Segundo o contrato de prorrogação do contrato de concessão das corridas de cavalos até 2042, publicado em Abril passado, o Jockey Club tem até 31 de Dezembro deste ano para reduzir e depois aumentar o capital social. O primeiro passo, marcado para 1 de Agosto, é a redução “motivada por perdas”, de três mil milhões de patacas para apenas 30 milhões. “Em termos financeiros chama-se mesmo a operação harmónio: encolhe e depois alarga”, explica Albano Martins.
Não é claro como é que o Governo e o Jockey Club decidiram esta redução de capital em 2,9 mil milhões de patacas. Um valor que não corresponde nem aos prejuízos acumulados da empresa – 4,18 mil milhões de patacas –, nem ao passivo da operadora – 1,44 mil milhões de patacas. O PONTO FINAL pediu esclarecimentos à Direcção de Inspecção e Coordenação de Jogos e ao Jockey Club mas não recebeu qualquer resposta.
Albano Martins acredita que a única explicação é que a esmagadora maioria das dívidas da Companhia de Corridas de Cavalos, que faz parte do império do jogo criado pelo magnata Stanley Ho, é a sócios da própria empresa. Ou seja, diz o também presidente da Sociedade Protectora dos Animais de Macau, há a possibilidade dos accionistas perdoarem as dívidas da empresa, algo que ele encara de forma jocosa: “Se for esse o caso, então merecem ir todos para o céu”.

Perdão à vista

No entanto, Albano admite que, se a opção tomada for mesmo o perdão da dívida, “então mais valia perdoar tudo e manter os três mil milhões [de patacas]de capital social na mesma”. O economista acrescenta que a parte desconhecida desta equação poderá ser a dívida do Jockey Club ao Governo. Os sucessivos relatórios da empresa são sucintos ao máximo e não revelam nada sobre os detentores da dívida.
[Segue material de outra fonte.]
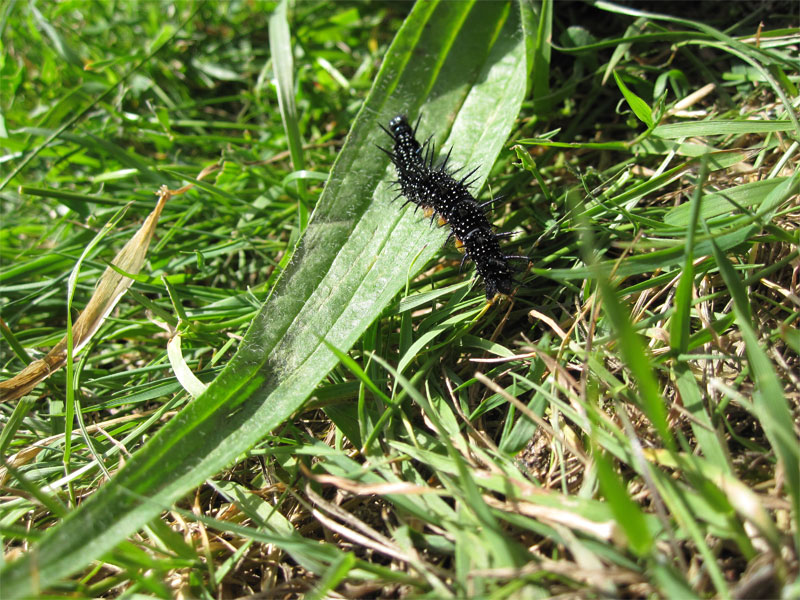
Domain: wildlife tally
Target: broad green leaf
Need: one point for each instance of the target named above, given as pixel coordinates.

Da parte da Administração apenas se sabe que tem 150,52 milhões de patacas a haver em rendas não pagas, uma quantia que deve ser paga em prestações mensais no espaço de três anos, a contar a partir de 1 de Abril passado. O PONTO FINAL perguntou ao Gabinete do secretário para a Economia e Finanças qual o total que o Jockey Club deve ao Governo, mas não recebeu qualquer resposta.
Embora a extensão do contrato da Companhia de Corridas de Cavalos tenha sido anunciada em Fevereiro e publicada em Boletim Oficial em Abril passado, só agora é que a empresa avança para a redução do capital social. Isto porque o Jockey Club esperou até 27 de Junho, três dias antes do limite legal, para apresentar as contas de 2017. “Deviam estar ocupados a preparar a tal engenharia financeira que vão usar”, diz Albano Martins.
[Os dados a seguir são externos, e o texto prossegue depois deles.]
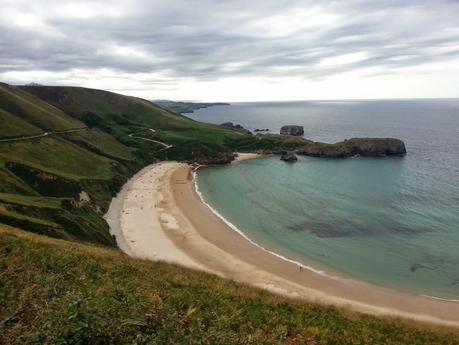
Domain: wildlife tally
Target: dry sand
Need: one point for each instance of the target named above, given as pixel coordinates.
(158, 215)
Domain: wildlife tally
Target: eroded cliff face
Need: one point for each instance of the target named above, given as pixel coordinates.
(356, 146)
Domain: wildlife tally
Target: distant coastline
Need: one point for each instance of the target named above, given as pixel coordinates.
(186, 107)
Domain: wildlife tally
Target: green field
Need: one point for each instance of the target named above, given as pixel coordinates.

A convocatória não menciona o passo seguinte, que seria um aumento do capital social pelo menos até 600 milhões de patacas, a realizar até ao final do ano. A votação de 1 de Agosto deverá assim ser apenas a primeira de várias, segundo o que ficou acordado com o Governo. O Jockey Club teria mais um ano e meio para aumentar novamente o capital social, no mínimo até mil milhões de patacas. Finalmente, até ao final de 2023, seria realizado o último aumento, até 1.500 milhões. O incumprimento destas medidas poderá levar à suspensão ou rescisão do contrato.